Backup and recovery¶

Production procedure for backing up kneo-serv state, verifying restores, and rolling back a deployment. This page consolidates the operator surface; the underlying Python API and SQL commands stay in their respective references.

For the upgrade context that ends in "and keep a backup", see upgrade.md. For the Python backup API used by the SQLite maintenance helpers, see service_api.md § Backup and restore.

What needs to be preserved¶

State	Where it lives	Backup mechanism
Run state, queue, checkpoints, audit events, idempotency, locks, policies	PostgreSQL (`KNEO_SERV_DATABASE_URL` set) or SQLite at `.kneo/kneo_runs.sqlite` (default)	`pg_dump` / SQLite online-backup
Workflow continuations	PostgreSQL when set, otherwise files under `.kneo/continuations/`	DB dump or filesystem backup
Spec bundles	Source repo + your CI artifacts (signed bundles)	Repo + artifact store
Artifacts (workflow outputs)	Filesystem paths declared by your specs	Filesystem backup
Logs	stdout via container log driver → log aggregator	Aggregator retention

The DB is the load-bearing piece. Everything else can be reconstructed from the DB and your spec repo, except for filesystem-stored continuations and artifacts when PostgreSQL is not configured.

PostgreSQL — production path¶

The Compose stack and any production deployment should set KNEO_SERV_DATABASE_URL. In that mode all state above (except artifacts) lives in PostgreSQL.

Take a backup¶

docker compose --env-file deploy/production.env exec db \
  pg_dump -U "$POSTGRES_USER" "$POSTGRES_DB" \
  | gzip > "kneo_serv-$(date +%Y%m%d-%H%M).sql.gz"

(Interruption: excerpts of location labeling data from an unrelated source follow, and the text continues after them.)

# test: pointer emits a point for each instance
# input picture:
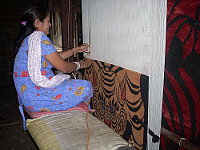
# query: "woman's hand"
(81, 48)
(83, 64)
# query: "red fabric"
(181, 99)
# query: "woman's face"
(45, 25)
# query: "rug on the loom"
(120, 100)
(181, 99)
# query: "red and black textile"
(181, 99)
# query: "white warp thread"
(34, 64)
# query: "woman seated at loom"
(37, 87)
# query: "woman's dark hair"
(28, 18)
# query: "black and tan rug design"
(120, 100)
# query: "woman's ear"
(37, 23)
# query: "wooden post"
(182, 142)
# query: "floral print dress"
(35, 98)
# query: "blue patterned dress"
(61, 97)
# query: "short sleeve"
(47, 46)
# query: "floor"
(12, 137)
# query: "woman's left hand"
(81, 48)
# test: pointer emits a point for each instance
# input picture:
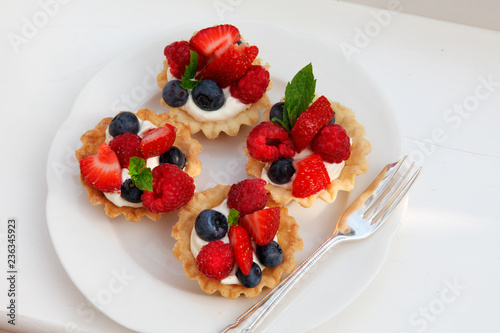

For a host-level Postgres install, run pg_dump directly as the postgres user; the data shape is the same.

Restore from a backup (destructive — wipes current state)¶

gunzip -c kneo_serv-YYYYmmDD-HHMM.sql.gz \
  | docker compose --env-file deploy/production.env exec -T db \
      psql -U "$POSTGRES_USER" "$POSTGRES_DB"

Restore replaces every row in the database. Stop the API container first so no in-flight write races the restore:

docker compose --env-file deploy/production.env stop api
gunzip -c kneo_serv-YYYYmmDD-HHMM.sql.gz \
  | docker compose --env-file deploy/production.env exec -T db \
      psql -U "$POSTGRES_USER" "$POSTGRES_DB"
docker compose --env-file deploy/production.env start api

Off-site rotation¶

Local backups protect against operator error, not host loss. After each dump, copy the gzip off the host:

S3, Azure Blob, or GCS bucket with versioning + lifecycle to archive older dumps.
Encrypt at rest (server-side encryption is sufficient if your control plane is locked down; client-side encryption for stricter regimes).
Apply a separate IAM identity for upload-only versus read.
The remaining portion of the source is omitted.